Charlemagne, in his final invasion, had little left to do. He confirmed Pepin’s gift, and even, though he hardly kept his promise, enlarged it to include the whole of Italy, from Lombardy to the frontier of Naples, while he himself became king of Lombardy, and won the iron crown.
And so by French armies—not for the last time—was the Pope propt up on his ill-gotten throne.
But the mere support of French armies was not enough to seat the Pope securely upon the throne of the western Cæsars. Documentary evidence was required to prove that they possessed Rome, not as the vassals of the Frankish Kaisers, or of any barbarian Teutons whatsoever; but in their own right, as hereditary sovereigns of Rome. And the documents, when needed, were forthcoming. Under the name of St. Isidore, some ready scribe produced the too-famous ‘Decretals,’ and the ‘Donation of Constantine,’ and Pope Adrian I. saw no reason against publishing them to Charlemagne and to the world.
It was discovered suddenly, by means of these remarkable documents, that Constantine the Great had been healed of leprosy, and afterwards baptized, by Pope Sylvester; that he had, in gratitude for his cure, resigned to the Popes his western throne, and the patrimony of St. Peter, and the sovereignty of Italy and the West; and that this was the true reason of his having founded Constantinople, as a new seat of government for the remnant of his empire.

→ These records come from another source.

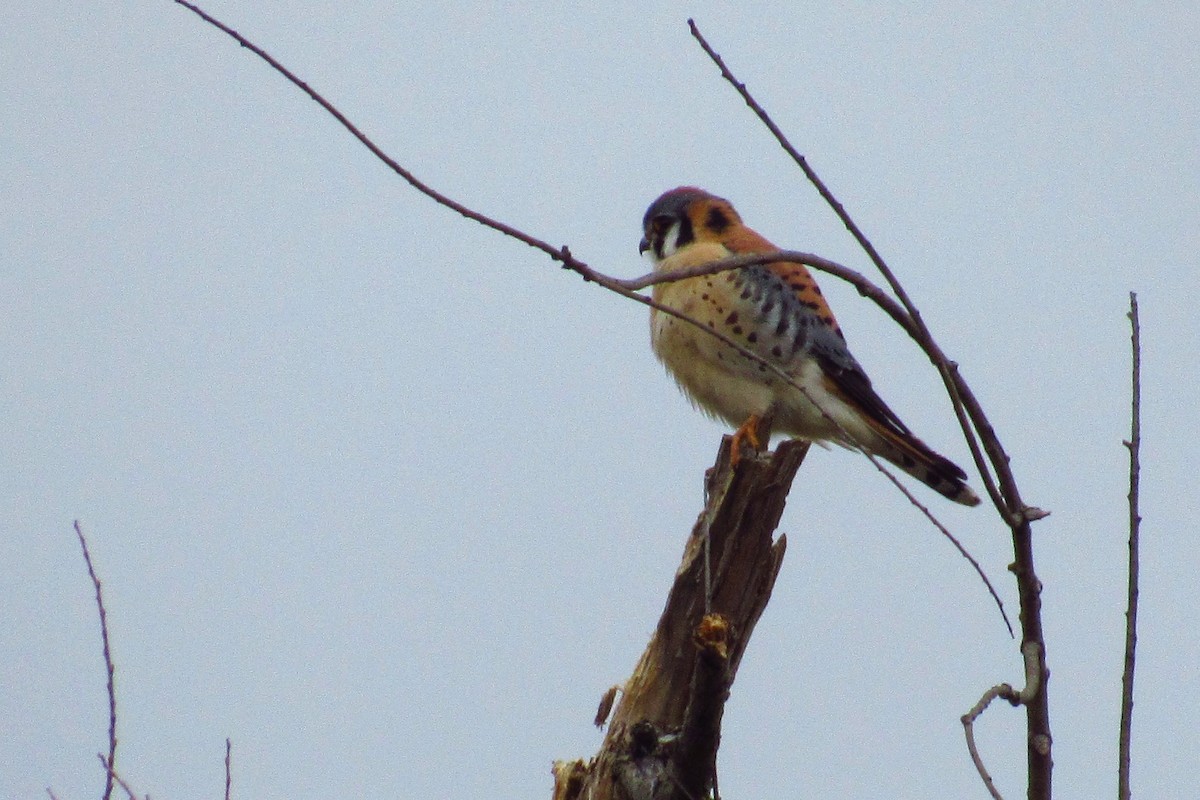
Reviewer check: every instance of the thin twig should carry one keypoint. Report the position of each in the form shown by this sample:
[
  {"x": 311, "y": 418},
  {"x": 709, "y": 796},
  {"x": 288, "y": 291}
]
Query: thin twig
[
  {"x": 973, "y": 421},
  {"x": 112, "y": 773},
  {"x": 969, "y": 719},
  {"x": 923, "y": 336},
  {"x": 1134, "y": 445},
  {"x": 563, "y": 256},
  {"x": 228, "y": 774},
  {"x": 108, "y": 661}
]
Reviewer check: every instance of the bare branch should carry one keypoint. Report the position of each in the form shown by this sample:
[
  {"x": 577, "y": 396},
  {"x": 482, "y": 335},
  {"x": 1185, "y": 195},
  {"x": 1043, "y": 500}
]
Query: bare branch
[
  {"x": 112, "y": 773},
  {"x": 627, "y": 288},
  {"x": 948, "y": 371},
  {"x": 664, "y": 734},
  {"x": 973, "y": 421},
  {"x": 1134, "y": 445},
  {"x": 108, "y": 661},
  {"x": 969, "y": 719}
]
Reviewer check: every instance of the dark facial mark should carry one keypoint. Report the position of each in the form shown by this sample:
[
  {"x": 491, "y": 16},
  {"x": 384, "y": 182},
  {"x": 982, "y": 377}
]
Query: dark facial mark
[{"x": 717, "y": 220}]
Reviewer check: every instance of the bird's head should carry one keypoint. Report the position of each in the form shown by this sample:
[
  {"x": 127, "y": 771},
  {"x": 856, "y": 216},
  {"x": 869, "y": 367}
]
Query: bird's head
[{"x": 683, "y": 216}]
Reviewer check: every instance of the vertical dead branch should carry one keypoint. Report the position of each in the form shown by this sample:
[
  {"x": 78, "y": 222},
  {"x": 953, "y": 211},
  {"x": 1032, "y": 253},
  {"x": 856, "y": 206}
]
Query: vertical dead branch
[
  {"x": 1134, "y": 446},
  {"x": 108, "y": 666},
  {"x": 663, "y": 740}
]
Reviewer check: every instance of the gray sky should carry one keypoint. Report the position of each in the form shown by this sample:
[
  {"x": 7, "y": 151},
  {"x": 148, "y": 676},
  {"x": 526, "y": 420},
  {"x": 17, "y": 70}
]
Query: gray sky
[{"x": 390, "y": 500}]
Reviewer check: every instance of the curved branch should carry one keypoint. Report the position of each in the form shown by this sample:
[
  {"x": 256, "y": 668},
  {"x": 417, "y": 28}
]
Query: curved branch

This astounding falsehood was, of course, accepted humbly by the unlettered Teutons; and did its work well, for centuries to come. It is said—I trust not truly—to be still enrolled among the decrees of the Canon law, though reprobated by all enlightened Roman Catholics. Be that as it may, on the strength of this document the Popes began to assume an all but despotic sovereignty over the western world, and—the Teutonic peoples, and Rome’s conquest of her conquerors was at last complete.
What then were the causes of the Papal hatred of a race who were good and devout Catholics for the last 200 years of their rule?
There were deep political reasons (in the strictest, and I am afraid lowest sense of the word); but over and above them there were evidently moral reasons, which lay even deeper still.
A free, plain-spoken, practical race like these Lombards; living by their own laws; disbelieving in witchcraft; and seemingly doing little for monasticism, were not likely to find favour in the eyes of popes. They were not the material which the Papacy could mould into the Neapolitan ideal of ‘Little saints,—and little asses.’ These Lombards were not a superstitious race; they did not, like the Franks and Anglo-Saxons, crowd into monasteries. I can only find four instances of Lombard sovereigns founding monasteries in all Paulus’ history. One of them, strangely enough, is that of the very Astulf against whom the Pope fulminated so loudly the letter from St. Peter which I read you.